Numero uno is, no big surprise here, Sheryl Sandberg (who comes in at no. 10 overall). The brief accompanying profile of Ms. Sandberg notes:
“One of few prominent women in tech, Sandberg has become the torch-bearer for a generation of women hoping to balance high-profile jobs with motherhood, an increasingly fraught issue in 2012. ‘I don’t believe in “having it all,”‘ she says. ‘But I do believe in women and men having both a successful career and family. The more women we get into positions of power, the more likely we’ll get that.'”

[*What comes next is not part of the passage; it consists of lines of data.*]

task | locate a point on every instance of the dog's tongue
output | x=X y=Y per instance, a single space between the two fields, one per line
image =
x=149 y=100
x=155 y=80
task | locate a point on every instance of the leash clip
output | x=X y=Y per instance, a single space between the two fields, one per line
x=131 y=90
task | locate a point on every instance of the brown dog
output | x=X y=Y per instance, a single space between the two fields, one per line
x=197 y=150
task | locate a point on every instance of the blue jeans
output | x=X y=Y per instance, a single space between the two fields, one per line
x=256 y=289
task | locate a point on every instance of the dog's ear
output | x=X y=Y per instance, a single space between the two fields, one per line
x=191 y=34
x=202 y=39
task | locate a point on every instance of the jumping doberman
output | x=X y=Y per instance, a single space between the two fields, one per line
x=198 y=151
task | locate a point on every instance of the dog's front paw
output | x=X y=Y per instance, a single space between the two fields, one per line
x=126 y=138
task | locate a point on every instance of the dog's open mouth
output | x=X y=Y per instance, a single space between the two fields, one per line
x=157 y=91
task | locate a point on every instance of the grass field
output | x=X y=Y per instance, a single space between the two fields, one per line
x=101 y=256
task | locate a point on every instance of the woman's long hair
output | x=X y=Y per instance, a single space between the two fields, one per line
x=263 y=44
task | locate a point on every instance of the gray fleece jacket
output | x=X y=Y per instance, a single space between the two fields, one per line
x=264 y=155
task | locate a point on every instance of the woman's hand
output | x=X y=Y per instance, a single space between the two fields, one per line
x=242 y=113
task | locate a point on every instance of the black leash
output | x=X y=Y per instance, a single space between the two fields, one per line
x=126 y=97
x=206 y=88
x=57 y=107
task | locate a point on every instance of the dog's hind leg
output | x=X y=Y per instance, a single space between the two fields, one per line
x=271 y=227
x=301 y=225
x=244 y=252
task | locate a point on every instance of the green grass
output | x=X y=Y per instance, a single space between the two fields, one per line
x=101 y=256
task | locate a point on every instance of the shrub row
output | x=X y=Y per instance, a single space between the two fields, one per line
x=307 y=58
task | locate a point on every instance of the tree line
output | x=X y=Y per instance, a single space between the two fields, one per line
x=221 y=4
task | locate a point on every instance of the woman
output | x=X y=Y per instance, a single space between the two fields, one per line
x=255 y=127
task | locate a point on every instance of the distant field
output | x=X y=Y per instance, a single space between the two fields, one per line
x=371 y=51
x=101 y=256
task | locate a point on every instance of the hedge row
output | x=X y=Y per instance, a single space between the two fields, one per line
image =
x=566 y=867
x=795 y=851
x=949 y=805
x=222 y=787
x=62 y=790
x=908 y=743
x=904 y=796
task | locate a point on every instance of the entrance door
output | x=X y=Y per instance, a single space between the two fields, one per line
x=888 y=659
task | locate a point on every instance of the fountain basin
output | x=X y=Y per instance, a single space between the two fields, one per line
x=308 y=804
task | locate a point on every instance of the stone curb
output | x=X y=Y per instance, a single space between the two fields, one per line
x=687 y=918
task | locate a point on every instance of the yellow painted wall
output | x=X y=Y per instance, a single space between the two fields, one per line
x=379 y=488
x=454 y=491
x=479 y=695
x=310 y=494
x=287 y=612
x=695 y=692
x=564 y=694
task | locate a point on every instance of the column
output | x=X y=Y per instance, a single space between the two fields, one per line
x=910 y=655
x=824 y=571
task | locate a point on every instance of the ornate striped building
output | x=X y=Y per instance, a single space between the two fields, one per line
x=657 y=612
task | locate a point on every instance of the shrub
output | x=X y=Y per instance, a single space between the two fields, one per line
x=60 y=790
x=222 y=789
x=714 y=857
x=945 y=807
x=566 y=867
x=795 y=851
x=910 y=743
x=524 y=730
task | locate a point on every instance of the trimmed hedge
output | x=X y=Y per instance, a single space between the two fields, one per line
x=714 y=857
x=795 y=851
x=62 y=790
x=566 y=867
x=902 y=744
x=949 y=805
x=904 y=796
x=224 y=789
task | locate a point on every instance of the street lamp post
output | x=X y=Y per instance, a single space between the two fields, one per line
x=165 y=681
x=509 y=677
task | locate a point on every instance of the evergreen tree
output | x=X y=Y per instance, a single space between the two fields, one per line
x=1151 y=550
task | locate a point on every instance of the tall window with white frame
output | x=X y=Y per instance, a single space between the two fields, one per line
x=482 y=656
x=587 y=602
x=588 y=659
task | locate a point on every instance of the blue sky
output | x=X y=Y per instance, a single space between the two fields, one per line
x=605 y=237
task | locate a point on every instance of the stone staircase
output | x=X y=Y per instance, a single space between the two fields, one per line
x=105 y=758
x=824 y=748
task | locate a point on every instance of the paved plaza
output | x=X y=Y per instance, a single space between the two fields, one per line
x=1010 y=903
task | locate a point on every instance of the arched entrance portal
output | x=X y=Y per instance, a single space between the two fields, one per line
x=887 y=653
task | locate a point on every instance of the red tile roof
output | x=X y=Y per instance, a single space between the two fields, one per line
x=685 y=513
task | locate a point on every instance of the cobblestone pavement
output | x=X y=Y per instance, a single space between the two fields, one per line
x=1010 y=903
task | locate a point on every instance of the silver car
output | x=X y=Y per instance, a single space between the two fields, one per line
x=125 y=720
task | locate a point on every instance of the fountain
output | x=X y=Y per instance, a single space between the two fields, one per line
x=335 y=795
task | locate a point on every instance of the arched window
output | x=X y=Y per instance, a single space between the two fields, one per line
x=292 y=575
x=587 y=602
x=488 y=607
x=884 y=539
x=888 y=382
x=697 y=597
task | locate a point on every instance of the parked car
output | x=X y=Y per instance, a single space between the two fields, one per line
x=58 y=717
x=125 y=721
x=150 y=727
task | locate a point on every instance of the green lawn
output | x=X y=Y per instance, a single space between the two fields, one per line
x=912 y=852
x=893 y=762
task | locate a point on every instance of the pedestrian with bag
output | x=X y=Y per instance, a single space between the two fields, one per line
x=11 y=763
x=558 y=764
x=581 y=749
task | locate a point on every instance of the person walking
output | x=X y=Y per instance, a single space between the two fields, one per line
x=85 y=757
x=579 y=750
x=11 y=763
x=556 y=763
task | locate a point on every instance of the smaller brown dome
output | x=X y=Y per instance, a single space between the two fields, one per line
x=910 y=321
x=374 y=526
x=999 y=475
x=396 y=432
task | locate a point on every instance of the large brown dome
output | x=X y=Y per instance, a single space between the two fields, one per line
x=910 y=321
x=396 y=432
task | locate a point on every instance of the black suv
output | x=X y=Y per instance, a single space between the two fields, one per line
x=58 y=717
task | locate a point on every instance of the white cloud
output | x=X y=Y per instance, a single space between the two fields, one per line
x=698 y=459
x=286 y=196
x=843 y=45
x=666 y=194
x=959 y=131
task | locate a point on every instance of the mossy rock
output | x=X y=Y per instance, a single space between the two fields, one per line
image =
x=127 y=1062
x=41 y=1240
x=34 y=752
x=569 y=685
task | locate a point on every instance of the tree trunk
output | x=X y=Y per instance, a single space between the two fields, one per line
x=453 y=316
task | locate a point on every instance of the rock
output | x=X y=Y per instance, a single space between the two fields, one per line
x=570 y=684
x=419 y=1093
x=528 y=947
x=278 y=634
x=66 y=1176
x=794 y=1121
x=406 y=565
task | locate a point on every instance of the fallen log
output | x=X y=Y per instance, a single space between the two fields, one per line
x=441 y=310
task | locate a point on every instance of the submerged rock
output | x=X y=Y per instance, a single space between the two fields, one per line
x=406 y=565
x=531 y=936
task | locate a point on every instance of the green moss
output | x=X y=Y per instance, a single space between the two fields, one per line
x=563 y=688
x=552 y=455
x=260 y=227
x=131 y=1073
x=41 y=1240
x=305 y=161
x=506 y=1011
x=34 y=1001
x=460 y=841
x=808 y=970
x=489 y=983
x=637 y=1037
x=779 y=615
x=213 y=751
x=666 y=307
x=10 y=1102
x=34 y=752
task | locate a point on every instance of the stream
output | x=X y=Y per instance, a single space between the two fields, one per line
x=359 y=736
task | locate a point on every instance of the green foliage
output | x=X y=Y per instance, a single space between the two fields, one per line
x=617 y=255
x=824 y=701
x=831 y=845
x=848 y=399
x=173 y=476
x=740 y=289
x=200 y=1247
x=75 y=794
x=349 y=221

The first runner-up to Facebook’s resident adult is Virgina Rometty (no. 15 overall), the first female CEO of IBM. (And yet the Augusta National still hasn’t made her a member, an honor it traditionally extends to the head of IBM). Next are Usyla Burns (no. 17), CEO of golden oldie Xerox, followed by Meg Whitman (no. 18), CEO of the rambling wreck that is HP. Marissa Mayer (no. 21) rounds out the top five as CEO of Yahoo.
Outranking them all, however, on the big list? Melinda Gates, co-chair of the Bill and Melinda Gates Foundation and, of course, wedded wife of the founder of Microsoft.